The Third Man for me. Chinatown also, and Touch of evil.


----------



## Xaltotun (Sep 3, 2010)

I love to namedrop the usual suspects! I get a strange kick out of it, for some reason.

My list might be

1. The Big Sleep
2. Shadow of a Doubt
3. Out of the Past
4. Murder, My Sweet
5. The Maltese Falcon
6. Double Indemnity
7. Gilda
8. White Heat
8. The Lady from Shanghai
9. High Sierra
10. The Killers


----------



## MattB (Jun 14, 2017)

I'm a fan of Billy Wilder's works so I have to answer Double Indemnity.
However, The Maltese Falcon, Chinatown and The Third Man are close...
And I love neo noir movies too.


----------



## Ralfy (Jul 19, 2010)

_High and Low_


----------



## MattB (Jun 14, 2017)

Excellent movie. I think it's also the first time I saw Mifune and Nakadai in a non-samurai movie.


----------



## Fenestella (Oct 4, 2015)

Any fan of _A Place in the Sun (1951)_? Is it a borderline film noir?


----------



## Xaltotun (Sep 3, 2010)

Fenestella said:


> Any fan of _A Place in the Sun (1951)_? Is it a borderline film noir?

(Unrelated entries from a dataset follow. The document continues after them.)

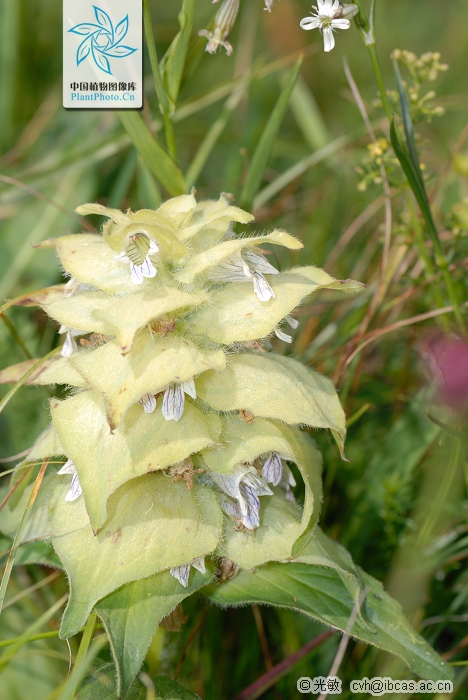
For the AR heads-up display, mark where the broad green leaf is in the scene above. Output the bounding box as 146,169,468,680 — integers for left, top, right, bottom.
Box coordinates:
50,473,222,639
190,264,363,344
36,232,140,292
217,426,322,569
0,357,87,388
51,391,219,530
197,353,346,452
96,569,213,697
162,0,195,109
119,111,185,195
177,230,304,284
207,562,453,680
79,659,147,700
292,523,366,616
178,204,255,241
190,193,245,253
241,56,302,206
41,286,207,352
70,331,226,428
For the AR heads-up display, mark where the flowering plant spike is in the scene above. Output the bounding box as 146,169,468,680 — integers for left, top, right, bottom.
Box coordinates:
0,194,361,660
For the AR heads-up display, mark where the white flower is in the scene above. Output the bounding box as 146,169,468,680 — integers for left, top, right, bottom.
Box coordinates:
274,315,299,343
162,378,197,421
198,0,239,56
59,326,88,357
115,233,159,284
301,0,350,52
210,464,273,530
57,459,83,501
262,452,296,501
138,394,156,413
170,557,206,588
279,464,296,503
210,249,278,301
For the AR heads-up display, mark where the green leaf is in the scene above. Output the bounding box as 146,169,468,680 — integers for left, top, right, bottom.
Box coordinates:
214,418,322,569
197,353,346,452
154,676,201,700
177,230,304,284
190,266,363,345
50,476,222,639
51,391,219,530
79,659,147,700
0,537,62,569
206,563,454,680
70,331,226,428
162,0,195,109
240,56,302,208
119,110,185,195
0,357,87,388
96,570,213,697
41,286,208,353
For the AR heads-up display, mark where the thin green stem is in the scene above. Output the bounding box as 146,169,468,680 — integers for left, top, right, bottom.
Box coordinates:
367,44,392,121
143,0,177,163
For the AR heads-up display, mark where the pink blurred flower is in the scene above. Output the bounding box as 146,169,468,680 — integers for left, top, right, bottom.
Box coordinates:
425,336,468,411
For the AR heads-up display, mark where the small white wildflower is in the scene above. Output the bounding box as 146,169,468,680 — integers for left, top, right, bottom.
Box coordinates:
57,459,83,501
59,326,88,357
198,0,239,56
210,464,273,530
300,0,357,52
170,557,206,588
138,394,156,413
162,378,197,421
210,249,278,301
115,233,159,284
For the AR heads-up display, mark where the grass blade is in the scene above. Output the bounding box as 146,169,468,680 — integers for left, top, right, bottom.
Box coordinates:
240,56,302,209
118,111,185,197
0,459,49,612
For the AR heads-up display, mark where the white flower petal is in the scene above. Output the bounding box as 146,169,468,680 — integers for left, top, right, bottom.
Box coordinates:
323,27,335,53
169,564,190,588
181,377,197,399
138,394,156,413
192,557,206,574
275,326,293,343
57,459,76,474
65,474,83,501
253,272,276,301
114,251,132,262
162,384,185,421
130,262,143,284
240,483,260,530
300,17,322,31
262,452,283,486
332,19,351,29
60,331,78,357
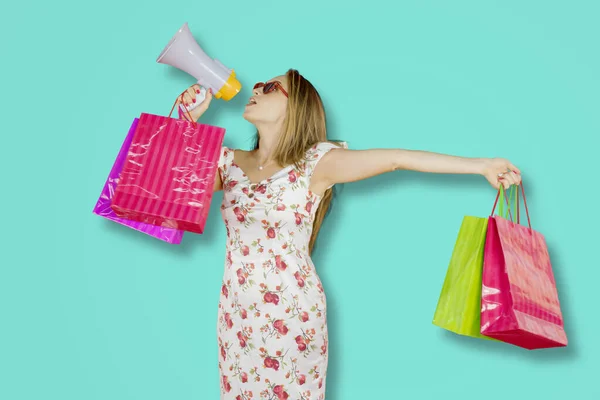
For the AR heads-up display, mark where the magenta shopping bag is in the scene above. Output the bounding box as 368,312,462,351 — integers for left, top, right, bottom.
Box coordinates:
93,118,184,244
481,185,568,350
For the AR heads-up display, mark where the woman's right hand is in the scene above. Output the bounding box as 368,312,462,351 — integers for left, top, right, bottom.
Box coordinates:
175,84,213,121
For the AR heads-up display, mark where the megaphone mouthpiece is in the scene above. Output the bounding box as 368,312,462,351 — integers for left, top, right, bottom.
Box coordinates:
156,22,242,110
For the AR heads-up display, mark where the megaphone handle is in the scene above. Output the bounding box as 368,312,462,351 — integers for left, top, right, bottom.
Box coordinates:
179,86,206,112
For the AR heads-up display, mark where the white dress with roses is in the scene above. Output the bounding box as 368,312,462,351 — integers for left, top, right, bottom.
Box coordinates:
217,142,338,400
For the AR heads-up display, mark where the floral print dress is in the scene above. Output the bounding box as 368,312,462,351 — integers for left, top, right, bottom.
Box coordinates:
217,142,346,400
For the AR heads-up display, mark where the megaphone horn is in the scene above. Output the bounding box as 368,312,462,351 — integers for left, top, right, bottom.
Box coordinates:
156,22,242,111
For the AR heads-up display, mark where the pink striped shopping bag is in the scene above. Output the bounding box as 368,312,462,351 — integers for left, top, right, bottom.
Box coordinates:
481,184,567,350
111,110,225,233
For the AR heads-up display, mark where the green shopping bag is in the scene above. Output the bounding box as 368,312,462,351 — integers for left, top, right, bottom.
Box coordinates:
433,189,516,340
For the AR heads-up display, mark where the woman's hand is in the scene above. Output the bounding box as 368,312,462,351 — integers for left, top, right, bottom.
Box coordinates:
481,158,521,189
175,84,213,122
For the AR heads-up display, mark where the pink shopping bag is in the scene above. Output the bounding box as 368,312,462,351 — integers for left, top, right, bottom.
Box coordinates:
111,102,225,234
481,184,568,350
93,118,184,244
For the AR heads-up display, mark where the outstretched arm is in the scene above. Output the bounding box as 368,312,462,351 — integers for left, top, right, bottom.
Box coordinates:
313,149,521,194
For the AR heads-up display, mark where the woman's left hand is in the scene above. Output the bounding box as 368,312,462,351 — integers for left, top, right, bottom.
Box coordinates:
482,158,521,189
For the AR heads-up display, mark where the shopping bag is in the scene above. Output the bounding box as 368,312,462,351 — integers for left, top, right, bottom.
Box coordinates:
93,118,184,244
433,188,510,340
111,105,225,234
433,216,490,339
481,184,568,350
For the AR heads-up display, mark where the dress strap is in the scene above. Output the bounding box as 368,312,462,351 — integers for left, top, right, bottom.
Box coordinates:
305,142,348,179
218,146,234,181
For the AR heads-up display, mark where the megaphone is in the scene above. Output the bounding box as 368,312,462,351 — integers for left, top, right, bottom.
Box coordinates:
156,22,242,111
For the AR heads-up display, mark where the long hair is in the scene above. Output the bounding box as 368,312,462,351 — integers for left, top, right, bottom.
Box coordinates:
254,69,334,253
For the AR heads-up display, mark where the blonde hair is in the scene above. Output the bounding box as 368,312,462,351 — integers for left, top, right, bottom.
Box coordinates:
254,69,342,253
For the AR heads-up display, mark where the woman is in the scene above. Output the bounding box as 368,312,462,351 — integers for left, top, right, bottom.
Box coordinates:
177,70,521,400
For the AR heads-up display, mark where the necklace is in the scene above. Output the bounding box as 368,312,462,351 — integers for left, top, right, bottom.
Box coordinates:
258,155,273,171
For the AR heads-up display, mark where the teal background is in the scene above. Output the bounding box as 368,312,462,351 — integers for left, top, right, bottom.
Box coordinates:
0,0,600,400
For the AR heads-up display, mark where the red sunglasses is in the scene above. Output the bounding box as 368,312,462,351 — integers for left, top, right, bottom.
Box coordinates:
254,81,288,97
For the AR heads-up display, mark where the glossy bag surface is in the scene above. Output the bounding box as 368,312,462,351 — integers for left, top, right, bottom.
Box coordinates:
481,185,568,350
111,113,225,233
93,118,184,244
433,216,490,339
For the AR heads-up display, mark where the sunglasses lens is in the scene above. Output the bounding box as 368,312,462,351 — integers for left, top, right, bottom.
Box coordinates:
263,82,277,93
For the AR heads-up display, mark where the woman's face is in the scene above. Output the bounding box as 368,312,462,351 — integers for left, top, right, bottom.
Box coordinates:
243,75,289,125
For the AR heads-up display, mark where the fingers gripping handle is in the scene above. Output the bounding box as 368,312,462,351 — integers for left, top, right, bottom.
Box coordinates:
179,86,206,112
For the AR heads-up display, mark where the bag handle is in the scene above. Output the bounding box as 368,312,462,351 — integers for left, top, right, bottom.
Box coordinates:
490,185,512,221
491,181,532,229
169,90,197,127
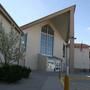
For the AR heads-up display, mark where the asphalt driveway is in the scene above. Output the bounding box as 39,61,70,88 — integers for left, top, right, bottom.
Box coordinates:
0,71,63,90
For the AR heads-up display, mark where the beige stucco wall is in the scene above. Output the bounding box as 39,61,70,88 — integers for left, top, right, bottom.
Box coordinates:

I remember liking it well enough, even if I don't remember all of it - I should re-watch it. Perhaps a borderline case, yeah.


----------



## mathisdermaler (Mar 29, 2017)

VERTIGO, of course!


----------



## Xaltotun (Sep 3, 2010)

mathisdermaler said:


> VERTIGO, of course!


Vertigo is a great film... but I think I get the best "noir" feeling when the film is in black & white! Maybe it's a shallow pre-requisite... but that's how it is for me. Also, it's good if it rains all the time...


----------



## bz3 (Oct 15, 2015)

I love film noirs and went threw a phase a number of years ago where I watched all I could get my hands on. I still love the greats and watch them over but some of the B-movie vehicles in the genre are very tedious. I'll try to think of some under-heralded ones I think are worth watching over the next few days but this list is great for the big ones:



Xaltotun said:


> I love to namedrop the usual suspects! I get a strange kick out of it, for some reason.
> 
> My list might be
> 
> ...


I never get tired of the slick pace and amorality of Double Indemnity, the anger and torment of Out of the Past, or the trenchancy and murkiness of The Big Sleep. Any of those 3 plus the Maltese Falcon and Laura would probably round out my top 5. After that it's tough to say. One I haven't seen mentioned here yet is In A Lonely Place, which is truly great. I'll think more on it what else I like.


----------



## StlukesguildOhio (Dec 25, 2006)

_A Place in the Sun_... yes. But also _Sunset Boulevard_.


----------



## Xaltotun (Sep 3, 2010)

bz3 said:


> I love film noirs and went threw a phase a number of years ago where I watched all I could get my hands on. I still love the greats and watch them over but some of the B-movie vehicles in the genre are very tedious. I'll try to think of some under-heralded ones I think are worth watching over the next few days but this list is great for the big ones:
> 
> I never get tired of the slick pace and amorality of Double Indemnity, the anger and torment of Out of the Past, or the trenchancy and murkiness of The Big Sleep. Any of those 3 plus the Maltese Falcon and *Laura* would probably round out my top 5. After that it's tough to say. One I haven't seen mentioned here yet is In A Lonely Place, which is truly great. I'll think more on it what else I like.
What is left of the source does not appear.